Sleep Apnea, Not Enlarged Prostate, May Be Causing Men To Wake Up In The Night
BGU Research Supports the Hypothesis that Patients Thought to Have Nocturic Episodes (Waking-up from the Need to Void) Actually Wake from Apnea and THEN Decide to Urinate
Ben-Gurion University of the Negev (BGU) researchers have shown that a significant number of patients with benign prostate enlargement (BPE) may have Obstructive Sleep Apnea (OSA), which may be the reason for their night awakenings and urination.
This study compared men between the ages of 55 and 75 years-old, who were randomly sampled from primary care clinics, diagnosed with BPE and reported nocturia at least once nightly. The comparison control group had no BPE and one or no nocturia episodes per night.
According to the new study published in the Journal of the American Board of Family Medicine, the BGU researchers found that more than half (57.8 percent) of patients with enlarged prostates may in fact have the sleep disorder, and that the awakenings that patients ascribed to their need to urinate at night may be actually caused by their sleep disorders.
Waking during the night to void, known as “nocturia” is a common BPE symptom. OSA is a sleep disorder characterized by snoring, witnessed apneas, awakenings and day sleepiness.
“If nocturia severity in BPE patients is actually a pre-existing sleep disorder, this can now be treated and help improve patients’ quality of life,” explains Dr.

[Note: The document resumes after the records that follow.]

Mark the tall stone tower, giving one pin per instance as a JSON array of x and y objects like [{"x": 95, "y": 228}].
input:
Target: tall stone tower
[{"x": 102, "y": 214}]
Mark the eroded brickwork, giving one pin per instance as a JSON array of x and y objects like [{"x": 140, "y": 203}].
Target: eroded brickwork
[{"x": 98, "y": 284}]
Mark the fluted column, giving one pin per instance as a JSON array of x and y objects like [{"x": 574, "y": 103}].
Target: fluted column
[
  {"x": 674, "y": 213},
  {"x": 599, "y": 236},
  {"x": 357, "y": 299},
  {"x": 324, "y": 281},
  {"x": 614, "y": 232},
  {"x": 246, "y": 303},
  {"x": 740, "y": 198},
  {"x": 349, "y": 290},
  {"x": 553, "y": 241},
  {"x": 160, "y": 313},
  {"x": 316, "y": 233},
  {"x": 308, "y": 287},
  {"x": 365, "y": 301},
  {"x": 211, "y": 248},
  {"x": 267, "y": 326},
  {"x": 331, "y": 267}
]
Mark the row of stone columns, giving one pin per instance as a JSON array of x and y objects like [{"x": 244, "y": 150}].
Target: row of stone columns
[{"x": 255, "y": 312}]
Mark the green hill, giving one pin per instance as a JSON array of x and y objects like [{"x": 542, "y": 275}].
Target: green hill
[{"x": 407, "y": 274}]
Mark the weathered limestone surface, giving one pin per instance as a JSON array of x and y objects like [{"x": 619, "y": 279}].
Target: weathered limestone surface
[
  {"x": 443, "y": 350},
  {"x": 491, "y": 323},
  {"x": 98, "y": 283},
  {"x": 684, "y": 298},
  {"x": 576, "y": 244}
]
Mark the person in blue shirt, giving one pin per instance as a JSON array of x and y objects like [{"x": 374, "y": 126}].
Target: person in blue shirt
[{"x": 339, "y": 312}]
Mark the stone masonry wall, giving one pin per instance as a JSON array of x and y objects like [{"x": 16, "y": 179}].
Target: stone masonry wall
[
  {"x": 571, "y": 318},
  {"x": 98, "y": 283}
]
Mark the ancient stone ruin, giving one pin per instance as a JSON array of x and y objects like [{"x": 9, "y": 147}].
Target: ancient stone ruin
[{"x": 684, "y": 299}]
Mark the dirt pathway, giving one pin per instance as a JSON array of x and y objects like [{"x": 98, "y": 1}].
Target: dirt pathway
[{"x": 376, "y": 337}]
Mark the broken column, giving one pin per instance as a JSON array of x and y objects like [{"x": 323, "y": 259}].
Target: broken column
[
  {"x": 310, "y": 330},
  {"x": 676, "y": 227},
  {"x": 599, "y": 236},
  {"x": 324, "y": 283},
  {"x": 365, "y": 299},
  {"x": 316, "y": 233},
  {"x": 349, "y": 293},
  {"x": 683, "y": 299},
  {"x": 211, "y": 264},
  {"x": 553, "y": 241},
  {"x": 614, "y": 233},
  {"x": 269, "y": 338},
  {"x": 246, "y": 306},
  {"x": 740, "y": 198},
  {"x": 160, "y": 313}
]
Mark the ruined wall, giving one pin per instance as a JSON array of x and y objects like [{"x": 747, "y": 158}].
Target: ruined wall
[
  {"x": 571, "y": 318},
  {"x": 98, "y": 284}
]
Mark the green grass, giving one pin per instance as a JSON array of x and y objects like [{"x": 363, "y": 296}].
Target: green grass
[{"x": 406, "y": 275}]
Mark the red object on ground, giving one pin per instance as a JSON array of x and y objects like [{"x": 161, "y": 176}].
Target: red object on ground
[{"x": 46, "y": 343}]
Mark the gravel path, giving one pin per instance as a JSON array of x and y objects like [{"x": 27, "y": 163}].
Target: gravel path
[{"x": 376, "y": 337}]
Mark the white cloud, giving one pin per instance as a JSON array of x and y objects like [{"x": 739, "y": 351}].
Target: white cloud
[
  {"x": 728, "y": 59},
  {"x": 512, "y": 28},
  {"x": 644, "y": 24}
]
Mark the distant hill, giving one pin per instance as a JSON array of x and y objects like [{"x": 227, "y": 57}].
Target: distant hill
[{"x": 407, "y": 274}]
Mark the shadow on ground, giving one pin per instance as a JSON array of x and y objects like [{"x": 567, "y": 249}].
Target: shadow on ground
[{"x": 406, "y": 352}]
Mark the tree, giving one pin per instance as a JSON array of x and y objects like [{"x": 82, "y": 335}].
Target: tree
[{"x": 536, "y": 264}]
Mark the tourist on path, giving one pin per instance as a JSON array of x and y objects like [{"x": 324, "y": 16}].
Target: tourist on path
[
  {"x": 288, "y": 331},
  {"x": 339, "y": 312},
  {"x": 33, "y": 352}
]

Howard Tandeter, a researcher in BGU’s Department of Family Medicine, Faculty of Health Sciences. He recommends that physicians following patients with BPE who report frequent awakenings from sleep to urinate should suspect OSA as a possible cause and treat accordingly.
“Even among those patients with well-defined medical reasons for nocturia, sleep disorders may still be found as the source of most awakenings from sleep. Therefore, the diagnosis of a sleep disorder should be seriously considered whenever a patient reports frequent awakenings from sleep to urinate since the problem is treatable,” explains Tandeter.